The Strongest Female Voice in Politics Is Gone - Will There Ever Be Another?

What worries me most about Thatcher's death is not the Bieber generation tweeting their desperate confusion about why someone's name they don't recognise is trending. What is far more concerning than that is how Britain's only ever female leader being gone will impact the future of women in politics.

As someone who was born after Margaret Thatcher stepped down from office, the Iron Lady has been a remarkably present figure throughout my life. Perhaps it was because she was the local MP for my area before taking up residence at Downing Street, or the fact she was admired by one parent whilst deplored by the other.

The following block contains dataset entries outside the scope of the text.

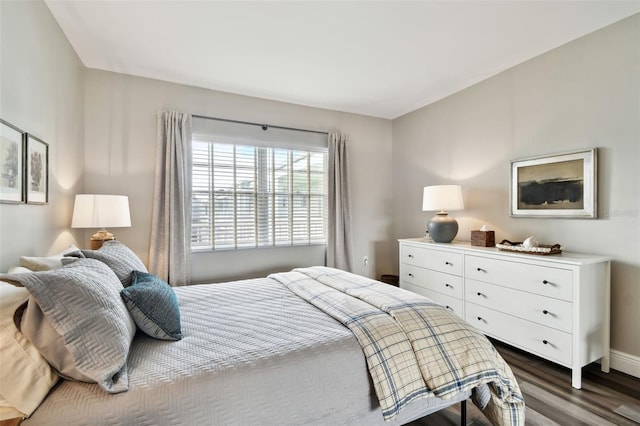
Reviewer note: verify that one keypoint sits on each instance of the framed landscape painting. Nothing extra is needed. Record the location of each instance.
(11, 164)
(37, 176)
(560, 186)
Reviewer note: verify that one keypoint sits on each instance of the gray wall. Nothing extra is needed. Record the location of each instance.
(41, 92)
(120, 138)
(581, 95)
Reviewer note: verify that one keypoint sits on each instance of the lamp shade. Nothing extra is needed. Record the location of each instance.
(442, 197)
(101, 211)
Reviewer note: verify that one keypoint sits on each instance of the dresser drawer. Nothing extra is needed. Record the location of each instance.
(451, 303)
(532, 307)
(543, 280)
(443, 261)
(448, 284)
(537, 339)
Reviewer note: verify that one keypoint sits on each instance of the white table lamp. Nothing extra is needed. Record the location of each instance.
(442, 228)
(101, 211)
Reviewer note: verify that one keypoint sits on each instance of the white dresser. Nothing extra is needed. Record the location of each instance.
(555, 306)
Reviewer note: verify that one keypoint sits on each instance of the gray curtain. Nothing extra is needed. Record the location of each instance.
(169, 252)
(339, 245)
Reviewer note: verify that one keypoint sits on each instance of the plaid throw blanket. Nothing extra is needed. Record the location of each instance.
(414, 348)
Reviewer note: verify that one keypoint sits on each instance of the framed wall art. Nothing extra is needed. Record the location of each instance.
(561, 186)
(37, 171)
(11, 163)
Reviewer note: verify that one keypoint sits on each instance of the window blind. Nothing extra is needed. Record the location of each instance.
(256, 193)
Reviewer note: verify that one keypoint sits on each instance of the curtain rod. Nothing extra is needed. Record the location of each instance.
(264, 126)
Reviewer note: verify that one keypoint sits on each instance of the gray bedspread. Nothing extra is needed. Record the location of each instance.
(253, 353)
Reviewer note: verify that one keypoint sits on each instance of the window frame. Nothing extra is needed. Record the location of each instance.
(256, 193)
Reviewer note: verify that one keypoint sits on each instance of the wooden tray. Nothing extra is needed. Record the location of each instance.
(542, 249)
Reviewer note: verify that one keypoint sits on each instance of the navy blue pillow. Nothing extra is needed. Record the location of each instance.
(153, 305)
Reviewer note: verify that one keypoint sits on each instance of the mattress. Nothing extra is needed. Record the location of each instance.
(252, 353)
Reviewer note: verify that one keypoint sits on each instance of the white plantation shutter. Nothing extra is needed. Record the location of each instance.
(256, 193)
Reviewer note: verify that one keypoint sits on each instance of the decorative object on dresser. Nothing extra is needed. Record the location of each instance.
(442, 228)
(556, 307)
(528, 247)
(101, 211)
(11, 163)
(483, 237)
(37, 170)
(561, 185)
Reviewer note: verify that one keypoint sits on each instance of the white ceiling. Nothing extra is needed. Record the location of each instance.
(378, 58)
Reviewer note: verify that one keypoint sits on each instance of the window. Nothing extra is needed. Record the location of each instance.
(250, 195)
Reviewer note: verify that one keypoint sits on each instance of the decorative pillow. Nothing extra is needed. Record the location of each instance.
(18, 270)
(25, 376)
(82, 302)
(153, 305)
(46, 263)
(119, 258)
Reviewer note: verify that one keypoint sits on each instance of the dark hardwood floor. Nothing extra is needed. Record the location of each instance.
(605, 398)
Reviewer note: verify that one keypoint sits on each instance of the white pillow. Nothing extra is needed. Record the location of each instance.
(36, 263)
(25, 376)
(18, 270)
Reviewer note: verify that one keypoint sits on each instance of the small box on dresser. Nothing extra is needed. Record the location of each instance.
(483, 238)
(556, 307)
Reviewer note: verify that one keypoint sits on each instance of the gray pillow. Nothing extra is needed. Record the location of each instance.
(82, 302)
(154, 306)
(119, 258)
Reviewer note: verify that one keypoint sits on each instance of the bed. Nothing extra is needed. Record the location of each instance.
(284, 349)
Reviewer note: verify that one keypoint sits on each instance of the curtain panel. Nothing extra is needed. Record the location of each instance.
(169, 251)
(339, 244)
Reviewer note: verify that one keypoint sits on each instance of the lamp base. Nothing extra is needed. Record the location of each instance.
(100, 237)
(442, 228)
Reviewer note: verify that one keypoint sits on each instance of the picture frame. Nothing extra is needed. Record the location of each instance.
(555, 186)
(12, 151)
(37, 170)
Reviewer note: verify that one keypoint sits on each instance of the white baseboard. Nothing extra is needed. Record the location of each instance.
(629, 364)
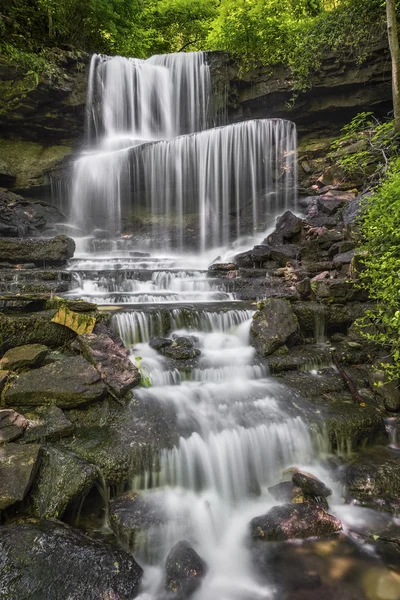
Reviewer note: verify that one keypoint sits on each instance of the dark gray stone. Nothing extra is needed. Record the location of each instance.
(273, 326)
(294, 521)
(185, 570)
(18, 466)
(67, 383)
(50, 560)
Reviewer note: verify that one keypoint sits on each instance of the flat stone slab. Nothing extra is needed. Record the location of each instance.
(294, 521)
(54, 251)
(12, 425)
(50, 560)
(62, 478)
(111, 360)
(30, 355)
(67, 383)
(46, 423)
(18, 465)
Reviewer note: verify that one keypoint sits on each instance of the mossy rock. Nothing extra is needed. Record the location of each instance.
(62, 478)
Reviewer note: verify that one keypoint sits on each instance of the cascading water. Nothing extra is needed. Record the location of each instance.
(149, 154)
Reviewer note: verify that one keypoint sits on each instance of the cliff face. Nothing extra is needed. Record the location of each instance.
(339, 91)
(42, 119)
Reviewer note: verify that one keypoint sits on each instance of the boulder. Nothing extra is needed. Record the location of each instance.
(344, 258)
(78, 322)
(285, 491)
(42, 252)
(31, 355)
(12, 425)
(311, 485)
(288, 226)
(62, 478)
(4, 377)
(258, 257)
(18, 466)
(273, 326)
(35, 328)
(49, 560)
(67, 383)
(373, 479)
(182, 348)
(284, 253)
(111, 360)
(132, 514)
(160, 343)
(184, 570)
(296, 521)
(46, 423)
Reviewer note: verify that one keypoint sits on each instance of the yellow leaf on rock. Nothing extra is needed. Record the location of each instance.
(79, 322)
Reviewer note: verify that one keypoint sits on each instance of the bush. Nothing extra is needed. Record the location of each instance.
(380, 228)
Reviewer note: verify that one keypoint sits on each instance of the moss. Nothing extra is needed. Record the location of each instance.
(29, 160)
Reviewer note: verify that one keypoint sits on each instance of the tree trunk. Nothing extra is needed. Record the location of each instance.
(395, 54)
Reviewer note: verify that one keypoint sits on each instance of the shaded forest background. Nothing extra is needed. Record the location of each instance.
(292, 32)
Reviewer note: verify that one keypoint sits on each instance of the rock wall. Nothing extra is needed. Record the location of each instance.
(42, 119)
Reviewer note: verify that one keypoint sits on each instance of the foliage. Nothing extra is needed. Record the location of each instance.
(365, 147)
(380, 275)
(145, 378)
(297, 32)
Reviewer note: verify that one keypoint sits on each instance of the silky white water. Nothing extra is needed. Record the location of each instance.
(238, 439)
(149, 154)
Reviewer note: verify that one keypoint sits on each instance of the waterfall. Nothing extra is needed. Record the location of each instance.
(149, 153)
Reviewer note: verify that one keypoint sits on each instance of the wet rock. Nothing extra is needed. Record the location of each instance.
(62, 478)
(132, 514)
(67, 383)
(294, 521)
(111, 360)
(373, 480)
(185, 570)
(49, 560)
(36, 328)
(160, 343)
(19, 217)
(288, 226)
(336, 290)
(18, 466)
(55, 251)
(310, 485)
(330, 204)
(182, 348)
(351, 211)
(181, 352)
(344, 258)
(304, 288)
(387, 392)
(122, 440)
(273, 326)
(257, 258)
(4, 377)
(282, 254)
(31, 355)
(12, 425)
(285, 491)
(221, 268)
(46, 423)
(101, 234)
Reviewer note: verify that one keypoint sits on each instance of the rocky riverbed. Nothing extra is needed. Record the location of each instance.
(76, 434)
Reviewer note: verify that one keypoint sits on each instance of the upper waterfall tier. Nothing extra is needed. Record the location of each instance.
(158, 98)
(152, 160)
(202, 190)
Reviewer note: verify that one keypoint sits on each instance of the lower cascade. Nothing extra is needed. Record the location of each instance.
(183, 386)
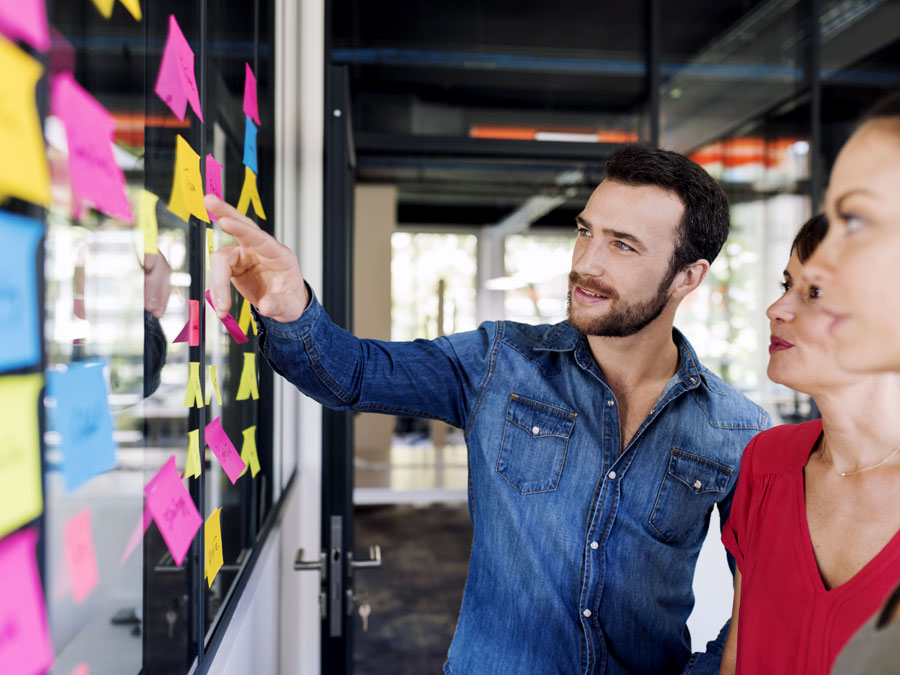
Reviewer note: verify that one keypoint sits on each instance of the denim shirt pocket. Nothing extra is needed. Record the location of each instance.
(535, 440)
(689, 489)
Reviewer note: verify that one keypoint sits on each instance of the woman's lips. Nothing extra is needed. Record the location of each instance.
(776, 344)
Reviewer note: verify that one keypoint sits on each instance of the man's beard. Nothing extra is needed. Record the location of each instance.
(622, 319)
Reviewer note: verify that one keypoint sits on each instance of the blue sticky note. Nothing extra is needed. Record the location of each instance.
(79, 412)
(20, 344)
(250, 146)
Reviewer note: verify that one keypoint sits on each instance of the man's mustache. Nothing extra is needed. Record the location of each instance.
(576, 279)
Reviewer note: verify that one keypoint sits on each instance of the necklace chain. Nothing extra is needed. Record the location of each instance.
(844, 474)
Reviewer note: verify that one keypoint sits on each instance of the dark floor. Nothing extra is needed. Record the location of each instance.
(415, 595)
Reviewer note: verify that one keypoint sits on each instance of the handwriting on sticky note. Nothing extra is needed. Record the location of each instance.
(176, 83)
(250, 193)
(230, 324)
(94, 174)
(81, 558)
(26, 20)
(250, 160)
(187, 187)
(224, 450)
(193, 395)
(251, 105)
(248, 386)
(173, 510)
(249, 453)
(19, 322)
(213, 538)
(25, 645)
(83, 420)
(23, 159)
(20, 458)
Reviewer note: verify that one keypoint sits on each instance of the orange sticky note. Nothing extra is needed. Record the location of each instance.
(250, 193)
(212, 534)
(186, 199)
(81, 558)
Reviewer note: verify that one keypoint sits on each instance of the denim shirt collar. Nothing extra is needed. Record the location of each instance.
(563, 337)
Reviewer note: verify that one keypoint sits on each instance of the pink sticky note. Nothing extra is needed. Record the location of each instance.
(25, 20)
(140, 529)
(251, 105)
(95, 176)
(81, 557)
(176, 83)
(213, 180)
(230, 324)
(191, 331)
(25, 645)
(173, 510)
(224, 450)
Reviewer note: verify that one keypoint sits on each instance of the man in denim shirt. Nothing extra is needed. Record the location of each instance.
(597, 446)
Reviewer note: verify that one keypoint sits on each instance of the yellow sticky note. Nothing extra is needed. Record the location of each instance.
(20, 456)
(248, 452)
(246, 320)
(247, 387)
(147, 221)
(187, 185)
(193, 396)
(23, 160)
(212, 534)
(249, 192)
(214, 378)
(193, 467)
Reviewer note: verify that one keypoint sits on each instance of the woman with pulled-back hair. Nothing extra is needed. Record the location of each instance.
(857, 266)
(816, 513)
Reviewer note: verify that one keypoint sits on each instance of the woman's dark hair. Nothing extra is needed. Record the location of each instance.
(809, 237)
(704, 227)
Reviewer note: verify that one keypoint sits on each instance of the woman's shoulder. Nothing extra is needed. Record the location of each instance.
(782, 449)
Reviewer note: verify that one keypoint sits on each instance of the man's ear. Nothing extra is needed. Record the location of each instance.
(687, 280)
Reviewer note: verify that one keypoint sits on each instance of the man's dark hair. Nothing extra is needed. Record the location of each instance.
(809, 237)
(704, 227)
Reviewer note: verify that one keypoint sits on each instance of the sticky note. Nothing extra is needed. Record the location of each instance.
(81, 416)
(214, 378)
(247, 386)
(173, 510)
(137, 534)
(246, 320)
(230, 324)
(193, 467)
(193, 396)
(81, 558)
(212, 534)
(19, 327)
(147, 221)
(25, 645)
(93, 172)
(248, 451)
(23, 159)
(250, 193)
(187, 193)
(176, 84)
(27, 20)
(250, 160)
(20, 455)
(191, 331)
(251, 105)
(214, 180)
(224, 450)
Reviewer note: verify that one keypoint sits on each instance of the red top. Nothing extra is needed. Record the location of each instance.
(789, 622)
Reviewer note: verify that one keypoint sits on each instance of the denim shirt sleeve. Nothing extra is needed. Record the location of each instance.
(439, 379)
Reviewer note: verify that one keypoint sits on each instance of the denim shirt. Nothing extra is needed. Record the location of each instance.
(583, 556)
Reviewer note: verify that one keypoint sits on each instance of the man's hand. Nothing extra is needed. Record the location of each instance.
(264, 271)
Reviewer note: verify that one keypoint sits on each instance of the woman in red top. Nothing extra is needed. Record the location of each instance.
(815, 518)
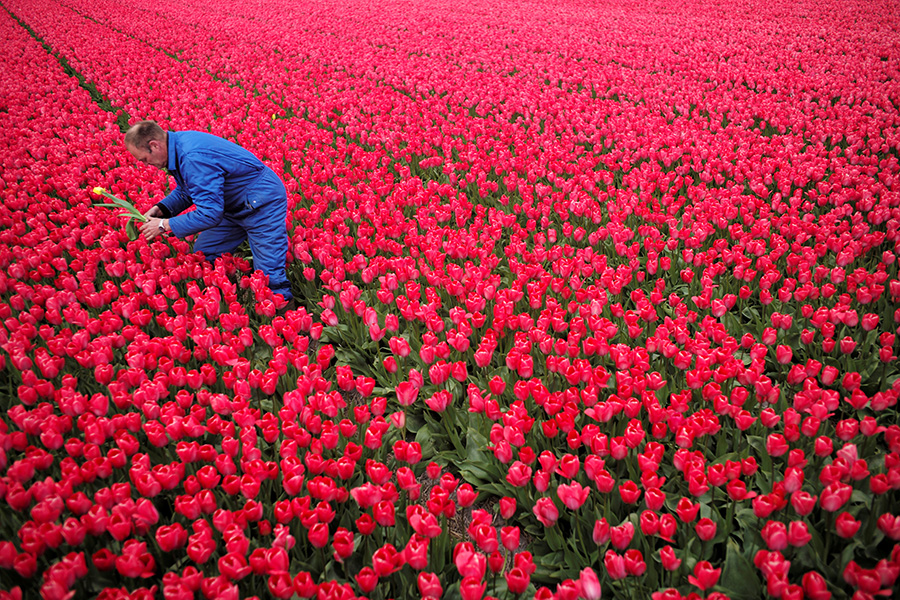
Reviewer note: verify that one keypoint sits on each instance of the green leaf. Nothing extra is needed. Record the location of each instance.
(739, 577)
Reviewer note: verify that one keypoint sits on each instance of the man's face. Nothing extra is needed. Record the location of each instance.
(157, 156)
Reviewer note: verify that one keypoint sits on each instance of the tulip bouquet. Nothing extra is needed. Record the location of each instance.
(594, 308)
(129, 212)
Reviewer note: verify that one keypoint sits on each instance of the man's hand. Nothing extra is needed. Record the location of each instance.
(151, 228)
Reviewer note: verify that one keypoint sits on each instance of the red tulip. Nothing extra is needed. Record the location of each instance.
(704, 576)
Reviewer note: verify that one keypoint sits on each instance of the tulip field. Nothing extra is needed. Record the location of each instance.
(595, 299)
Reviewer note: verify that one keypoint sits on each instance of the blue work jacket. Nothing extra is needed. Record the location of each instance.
(217, 176)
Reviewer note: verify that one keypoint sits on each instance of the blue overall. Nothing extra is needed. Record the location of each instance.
(237, 198)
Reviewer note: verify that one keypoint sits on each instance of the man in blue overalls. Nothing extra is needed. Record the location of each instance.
(236, 195)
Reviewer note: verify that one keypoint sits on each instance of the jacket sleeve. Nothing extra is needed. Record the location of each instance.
(176, 202)
(205, 183)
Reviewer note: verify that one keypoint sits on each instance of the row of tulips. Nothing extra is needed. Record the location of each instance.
(586, 313)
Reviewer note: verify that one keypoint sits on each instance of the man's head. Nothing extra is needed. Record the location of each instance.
(148, 143)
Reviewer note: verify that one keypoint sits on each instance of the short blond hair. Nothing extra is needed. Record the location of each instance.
(140, 134)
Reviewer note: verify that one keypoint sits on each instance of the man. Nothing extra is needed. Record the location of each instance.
(236, 195)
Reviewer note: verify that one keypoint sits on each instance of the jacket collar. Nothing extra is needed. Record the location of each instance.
(173, 163)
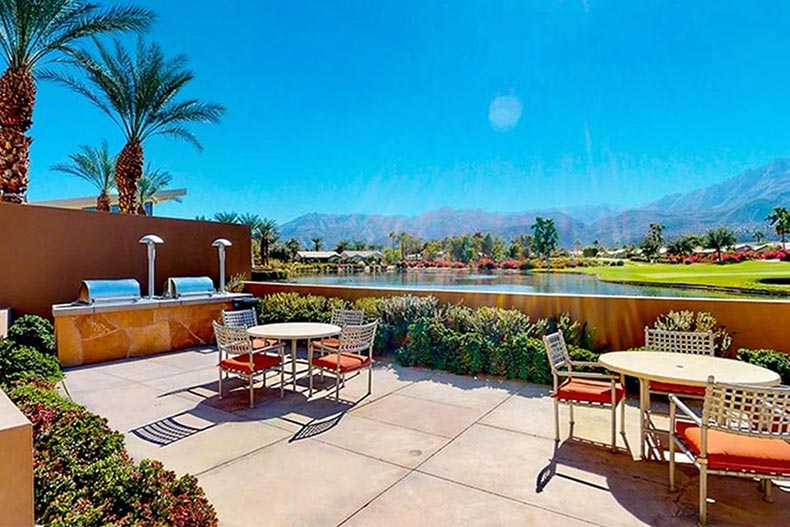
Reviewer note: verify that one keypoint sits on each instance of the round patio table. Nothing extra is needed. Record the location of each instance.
(295, 331)
(681, 368)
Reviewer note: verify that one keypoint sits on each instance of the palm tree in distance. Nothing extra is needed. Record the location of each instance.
(140, 95)
(32, 32)
(780, 221)
(97, 167)
(152, 182)
(226, 217)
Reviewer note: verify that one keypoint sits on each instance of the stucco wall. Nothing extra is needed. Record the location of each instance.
(16, 466)
(618, 321)
(46, 252)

But more than that, more than any policy she ever triumphed or failed with, the inimitable Mrs T did something that had never happened before or since: she proved that politics could be a woman's game.

Thatcher's politics might leave me cold, but her conviction does anything but. As I sat in the newsroom at lunchtime today, watching interview after interview with Tory peers, and the ex-PM's former colleagues, that achievement was yet again hammered home. I watched as a conveyor belt of wrinkled old Etonians were asked to comment on Thatcher, on her policies, and her life, and her input, and couldn't help but wonder where her female contemporaries might be. Surely it was for them, and not her male counterparts, that a woman at the forefront of British politics truly meant something.

I talk about the lack of women in male dominated areas of life somewhat frequently - in fact, I often think I should write about something else. But then I notice an all-male panel show, or a political conference entirely devoid of female journalists, and can't help but put pen back to paper. In a government with woefully few female politicians, most of whom are forgettable faces drawn in to keep up the appearance of addressing the gender gap, Thatcher's rise to the top of her game and ability to stay there for over a decade is all the more meaningful.

While I found many of her policies to be rather deplorable, Thatcher's belief in politics, and belief in herself, do offer a glimmer of retribution. A politician who can be respected is something I'm yet to see. I have never heard the current state of politics more accurately summed up than by comedian Zoe Lyons, who two years ago proffered: "We now have the blandest politicians in Europe. Cameron, Clegg, Miliband - if there was a General Election tomorrow, I wouldn't know which middle class, middle aged, bland suited, wet lipped, big foreheaded Oxford graduate to punch in the face first."

British politics has become an increasingly sorry state of affairs, where so-called 'leaders' are little more than media monkeys spouting watered down policies that have no real meaning. It is bitterly ironic that in their desperation to show themselves as characters, as men of the people, that Camereggiband has become little more than political white noise. Thatcher didn't need to tweet, or draft in house pets in a desperate bid for attention. She cared about her country, and though the way she showed this was wildly divisive, no one can doubt her genuine desire to make a difference.

When Roger Ebert passed away last week, tributes poured out in memory of the great writer who spent much of his career destroying that of others with an acerbic flick of his pen. But praise and adulation were heaped upon him because, whether what he said was good or bad, he had an innate understanding of his craft. You may have disagreed with a review or two, but nobody could say the man couldn't write.

And similarly, while Thatcher's policies directly impacted some in a most terrible fashion, she understood the game she was playing. It is easy to look back retrospectively and insist that there were better ways to bring coal mining to an end, but the reality was that there was a job that needed doing, and she was the only one with the guts to pull the plug. A politician can never make everyone happy - that goes against the very nature of democracy, where there will always be a majority and minority - but one whose legacy remains as prominent as Thatcher's has and will speaks volumes for what she achieved. The vast majority of politics revolves around papering over the cracks left by the last government, and while she had inherited an economically damaged country in a perpetual state of rule by an overpaid boys club, adversity seemed to propel her forward.

What worries me most about Thatcher's death is not the Bieber generation tweeting their desperate confusion about why someone's name they don't recognise is trending. What is far more concerning than that is how Britain's only ever female leader being gone will impact the future of women in politics. I struggle to believe that the likes of Baroness Warsi or Nadine Dorries will positively influence young girls contemplating a career in politics - there are simply no role models, no female tour-de-force frontbenchers who show girls that they can be a party minority and win.

I find it almost impossible to get my head around the fact that out of 75 Prime Ministers, in a country where 51 per cent of the population is female, we have been outnumbered by male leaders in 98.7 per cent of British history. And now, in a society that is supposedly gender equal, we cannot produce one female politician prepared to run for the top spot - which makes Thatcher's victory at a time where women's place was in the kitchen all the more significant.